An early study by Schectman et al. found the mean TSH level of Blacks
was 0.4 (SE .053) mU/L lower than that for Whites after age and sex
adjustment, race explaining 6.5 percent of the variation in TSH levels
[-@schectman1991]. This variation in results should potentially be
included in developing a future algorithm. However, as it stands, the
current data set has incomplete data for patient race and ethnicity.
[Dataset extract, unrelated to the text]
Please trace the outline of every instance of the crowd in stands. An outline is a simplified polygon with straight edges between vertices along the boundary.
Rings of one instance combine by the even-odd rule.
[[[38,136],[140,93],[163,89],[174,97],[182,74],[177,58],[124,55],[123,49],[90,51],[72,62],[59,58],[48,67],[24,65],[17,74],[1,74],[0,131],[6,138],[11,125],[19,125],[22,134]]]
As Machine learning algorithms become more and more powerful, it is
additionally vital from an infrastructure standpoint to have the
processing power capable of handling the algorithms. This becomes even
more important in an attempt to put the algorithm into practice, as the
computer must be able to process results in mere milliseconds.

## Future Studies

While the current algorithm is not quite ready for production use, it
does lead to many promising ideas. The first step to further develop
this algorithm would be collecting data on non-ICU patients. The idea
would be gathering data on patients much closer to those screened for
Hypo and Hyper-Thyrodism. With data closer to normal, the optimal
hyperparameters could continue to be tweaked, as well as training the
model with this data. There could also be a reason to try and test the
current algorithm with different patient data to assess performance.
This would be similar to what Li et al. performed with their study to
identify unnecessary laboratory tests [-@li2022]. After developing their
algorithm on the MIMIC-III database, they gathered data from Memorial
Hermann Hospital in Houston, Texas. However, their algorithm was
designed for ICU patients in this study, so this was a more direct
performance comparison. In the case of this study, the algorithm was
intended more as a proof of concept than are production-ready idea.

One of the most challenging parts of this study and any machine learning
in the clinical laboratory is implementing it after the fact. Developing
an algorithm that can predict laboratory testing is just half the idea.
Many current laboratory information systems would be unable to handle
this type of clinical decision-making system, as this would be much
outside the expected behavior of these systems.